W3C home > Mailing lists > Public > public-webappsec@w3.org > June 2014

Re: Proposal: Prefer secure origins for powerful new web platform features

From: Michal Zalewski <lcamtuf@coredump.cx>
Date: Fri, 27 Jun 2014 16:29:44 -0700
Message-ID: <CALx_OUBdUKR6Ko=BZEhQtdFbpdjEY-76h0-P-DbqLCyVnh3nVQ@mail.gmail.com>
To: Chris Palmer <palmer@google.com>
Cc: "public-webappsec@w3.org" <public-webappsec@w3.org>, blink-dev <blink-dev@chromium.org>, security-dev <security-dev@chromium.org>, dev-security@lists.mozilla.org
I think it's a reasonable proposal, provided that we apply the rules
judiciously.

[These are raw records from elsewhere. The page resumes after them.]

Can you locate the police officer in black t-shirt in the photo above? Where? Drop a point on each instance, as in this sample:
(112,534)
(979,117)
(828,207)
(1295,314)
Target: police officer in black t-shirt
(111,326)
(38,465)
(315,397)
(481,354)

This can be a tad tricky: credentials are listed as an
example, but if we ever come up with an authentication API that offers
better security properties than cookies, I do not think it would be
wise to make it available only to HTTPS origins.

Now, in some ways, it feels that the ship has sailed - microphone,
camera, accelerometer, and geolocation APIs aren't HTTPS-only, and
neither are password managers and cache manifests. This makes it a bit
harder to draw the line: should we aim strictly not to make things
worse, or to design a new breed of APIs that will hopefully one day
make the legacy ones obsolete?

A somewhat tangential concern that I think we are neglecting with the
ever-more-powerful privileged APIs is the near-certainty of XSS
vulnerabilities; the platform offers a growing number of opportunities
for origins to be persistently backdoored, and no clean way to recover
from a transient XSS bug. I think that sooner or later, we will need a
mechanism for servers to nuke or disavow any cached or currently
running content associated with their origin, and start anew.

I think the inclusion of file:/// is somewhat problematic, since it is
not implied that the content arrived over a secure channel, and the
mixed-content behavior is also not well specified. The localhost case
may be also problematic because some quasi-popular software is known
to set up webservers bound to (I think I've seen some
anti-virus software, RAID tools, and print daemons do that).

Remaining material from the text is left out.